Duarte Manuel Salvador Freire Silva de Albuquerque (Duarte Manuel Salvador Freire Silva de Albuquerque)

Published in

11/08/2021

Abstract

In this thesis, an arbitrary order Least-Squares-WENO (LS-WENO) scheme will be applied for both the one-dimensional and two-dimensional finite volume formulation of the Euler equations.

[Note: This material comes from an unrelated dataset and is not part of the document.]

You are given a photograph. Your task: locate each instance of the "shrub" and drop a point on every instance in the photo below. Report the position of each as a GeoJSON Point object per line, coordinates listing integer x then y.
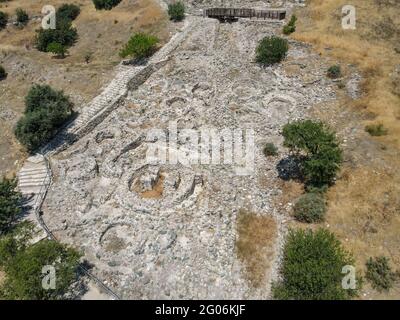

WENO schemes work by defyning several data sets (stencils) for the same point of interest and then combining the resulting polynomial models into a single final polynomial. As spurious oscillations are to be avoided near discontinuities and shocks, each polynomial model receives a weight dependent on their oscillating behaviour, hence the name WENO (Weighted Essentially Non-Oscillatory). The regression method used will be the Least-Squares Method as it provides flexibility with unstructured grids. The introductory chapters give a context for this line of high-order schemes (\ref{chapter:introduction}) as well as the necessary theoretical background. These are followed up by a chapter showcasing the implementation of the scheme developed for the uni-dimensional case and the discussion of several test cases and another, with the same structure, regarding the two-dimensional scenario. The concluding chapter discusses the advantages and drawbacks of the developed scheme.